Tuesday, September 26, 2023
HomeUncategorizedOil Services: Who will lead the rally?

Oil Services: Who will lead the rally?

Oil services companies such as Baker Hughes (NYSE: BKR), Halliburton (NYSE: HAL), and Schlumberger (NYSE: SLB) had mixed results, but one common Click them. The outlook for oilfield services spending remains strong and supports the industry’s multi-year upward cycle. Even Baker Hughes, which reported its weakest report in the second quarter, predicted higher spending would support not only revenue and earnings, but also healthy dividend payments.

“On the other hand, broader supply constraints could actually keep commodity prices high due to years of global underinvestment and the possible need to replace Russian barrels, This is true even with modest demand destruction. As such, we believe the outlook for oil prices remains volatile, but still supports strong activity levels as higher spending is needed to rearrange the global energy map and could offset demand in most recessionary scenarios Disruption,” Baker Hughes chairman and CEO Lorenzo Simonelli.

Dividend increase will drive oil services stocks higher

Baker Hughes has the best dividend yield of the three stocks, But there are some caveats to be aware of. The stock yields about 2.85%, and shares are trading near $24.75, but the payout ratio is 72% of the consensus fiscal year estimate and the growth outlook is much lower than that of Halliburton and Schlumberger. The difference is that Baker Hughes didn’t cut its dividend during the pandemic like other companies, which are very well positioned to increase their payouts over the next few years and even quarters. Not only is the business accelerating, but payment metrics are already favoring HAL up 22% and SLB up 35%. The difference between them is the increased distribution at pre-pandemic levels, the former equivalent to 35% and the latter closer to 200%.
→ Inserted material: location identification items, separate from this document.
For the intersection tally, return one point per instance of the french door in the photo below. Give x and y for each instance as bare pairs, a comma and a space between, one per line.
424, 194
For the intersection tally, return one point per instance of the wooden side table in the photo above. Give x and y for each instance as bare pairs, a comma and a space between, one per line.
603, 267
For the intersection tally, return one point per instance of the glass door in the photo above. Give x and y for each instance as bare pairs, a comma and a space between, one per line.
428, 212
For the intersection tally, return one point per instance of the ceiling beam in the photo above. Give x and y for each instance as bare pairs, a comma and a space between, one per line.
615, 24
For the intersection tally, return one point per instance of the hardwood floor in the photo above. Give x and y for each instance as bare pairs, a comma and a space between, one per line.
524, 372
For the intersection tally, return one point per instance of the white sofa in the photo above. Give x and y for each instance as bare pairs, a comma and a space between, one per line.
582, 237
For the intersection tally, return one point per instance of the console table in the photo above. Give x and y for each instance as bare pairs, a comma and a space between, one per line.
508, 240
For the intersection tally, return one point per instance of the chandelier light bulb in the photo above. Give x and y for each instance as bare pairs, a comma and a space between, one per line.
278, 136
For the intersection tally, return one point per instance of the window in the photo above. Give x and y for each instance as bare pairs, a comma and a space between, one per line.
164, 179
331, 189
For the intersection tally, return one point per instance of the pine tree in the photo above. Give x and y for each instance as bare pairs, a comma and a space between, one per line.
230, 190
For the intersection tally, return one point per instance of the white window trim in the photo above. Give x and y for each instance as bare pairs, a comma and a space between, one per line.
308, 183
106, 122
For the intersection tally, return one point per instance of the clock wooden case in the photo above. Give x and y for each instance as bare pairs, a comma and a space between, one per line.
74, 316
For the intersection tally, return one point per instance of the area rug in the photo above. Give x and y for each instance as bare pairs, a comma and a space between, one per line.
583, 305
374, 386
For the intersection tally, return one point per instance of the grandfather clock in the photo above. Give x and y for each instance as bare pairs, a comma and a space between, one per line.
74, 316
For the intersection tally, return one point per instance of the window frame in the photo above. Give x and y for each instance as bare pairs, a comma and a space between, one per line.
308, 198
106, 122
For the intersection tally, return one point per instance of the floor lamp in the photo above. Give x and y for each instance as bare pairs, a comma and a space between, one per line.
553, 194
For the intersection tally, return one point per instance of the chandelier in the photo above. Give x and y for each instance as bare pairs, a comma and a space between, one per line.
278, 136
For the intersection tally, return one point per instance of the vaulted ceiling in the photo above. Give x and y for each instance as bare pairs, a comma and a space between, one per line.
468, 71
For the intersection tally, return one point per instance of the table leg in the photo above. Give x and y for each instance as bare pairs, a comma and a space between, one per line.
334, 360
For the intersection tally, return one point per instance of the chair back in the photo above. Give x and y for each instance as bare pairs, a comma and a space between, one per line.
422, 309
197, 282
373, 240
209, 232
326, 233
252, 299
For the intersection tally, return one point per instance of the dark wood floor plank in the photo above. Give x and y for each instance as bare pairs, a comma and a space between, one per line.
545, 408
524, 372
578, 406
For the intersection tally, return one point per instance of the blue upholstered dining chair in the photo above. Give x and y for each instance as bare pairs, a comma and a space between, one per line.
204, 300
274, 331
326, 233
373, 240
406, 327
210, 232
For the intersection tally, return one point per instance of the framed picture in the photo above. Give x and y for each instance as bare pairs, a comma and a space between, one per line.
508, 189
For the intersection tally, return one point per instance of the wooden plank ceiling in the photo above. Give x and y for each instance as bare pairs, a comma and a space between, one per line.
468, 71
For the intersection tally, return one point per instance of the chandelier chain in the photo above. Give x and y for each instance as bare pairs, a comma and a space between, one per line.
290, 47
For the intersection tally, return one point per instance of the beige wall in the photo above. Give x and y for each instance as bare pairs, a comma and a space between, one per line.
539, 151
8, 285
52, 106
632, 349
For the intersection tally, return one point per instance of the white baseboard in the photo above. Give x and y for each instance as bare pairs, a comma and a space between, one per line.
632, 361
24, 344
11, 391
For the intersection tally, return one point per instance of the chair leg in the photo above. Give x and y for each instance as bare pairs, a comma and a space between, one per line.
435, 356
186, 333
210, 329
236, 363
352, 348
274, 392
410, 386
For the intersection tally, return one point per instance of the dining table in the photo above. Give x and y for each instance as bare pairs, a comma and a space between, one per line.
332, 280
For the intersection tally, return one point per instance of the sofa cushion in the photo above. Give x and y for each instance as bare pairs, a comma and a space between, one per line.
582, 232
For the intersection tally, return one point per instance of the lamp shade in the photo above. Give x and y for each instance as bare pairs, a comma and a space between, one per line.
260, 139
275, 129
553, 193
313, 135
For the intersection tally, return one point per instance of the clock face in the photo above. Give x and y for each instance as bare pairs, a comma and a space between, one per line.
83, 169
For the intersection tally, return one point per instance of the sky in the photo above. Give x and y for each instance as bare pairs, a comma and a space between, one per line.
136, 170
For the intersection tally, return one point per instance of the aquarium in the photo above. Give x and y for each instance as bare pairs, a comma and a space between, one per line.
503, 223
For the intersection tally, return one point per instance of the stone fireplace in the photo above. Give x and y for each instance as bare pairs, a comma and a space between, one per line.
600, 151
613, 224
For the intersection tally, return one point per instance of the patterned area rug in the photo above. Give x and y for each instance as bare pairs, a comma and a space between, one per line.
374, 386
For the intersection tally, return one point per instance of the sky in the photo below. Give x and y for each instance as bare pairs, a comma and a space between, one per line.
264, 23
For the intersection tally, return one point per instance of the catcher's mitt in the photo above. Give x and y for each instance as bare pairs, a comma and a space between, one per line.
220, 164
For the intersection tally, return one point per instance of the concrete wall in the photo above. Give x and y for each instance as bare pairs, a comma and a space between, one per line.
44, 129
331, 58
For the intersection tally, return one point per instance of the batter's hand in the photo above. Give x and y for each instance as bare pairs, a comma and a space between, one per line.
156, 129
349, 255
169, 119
“In North America, I expect Halliburton to maximize value in this strong, steadily growing and nearly sold-out market,” CEO Jeff Miller said in a second stated in the quarterly press release. “Price increases across all product service lines supported significant sequential growth in margins.”

Schlumberger CEO Olivier Le Peuch said earnings growth…growth was broad-based and driven by international , North America and increased activity across all sectors. The quarter was also characterized by a favorable mix of exploration and offshore activities and the growing impact of pricing improvements, resulting in the largest quarter-over-quarter increase since 2010.

Oil Services also has value

Oil Services relative to the broader market, stock valuations Values ​​are a bit high, but these stocks are facing a period of expansion and the outlook for the broader market is bleak, so there’s a reason for that. Among them, Baker Hughes is the most highly valued stock of all trades at 25 times this year’s consensus estimate and 15 times the next t years. However, Schlumberger trades at 18 times this year and 11 times next year, while Halliburton trades at even lower multiples of 14 and 11, respectively.

Looking at the chart, these three companies are performing at least in line with the Van Eck Oil Services ETF (NYSEARCA:OIH), but Halliburton has significantly outperformed the group. Shares of Haliburton are up more than 300% since the pandemic bottomed and are outperforming the OIH ETF by more than 200%. While it seems likely that Halliburton will continue to lead the group, the other currently appears to be a better choice for new investments on a pair-trading basis.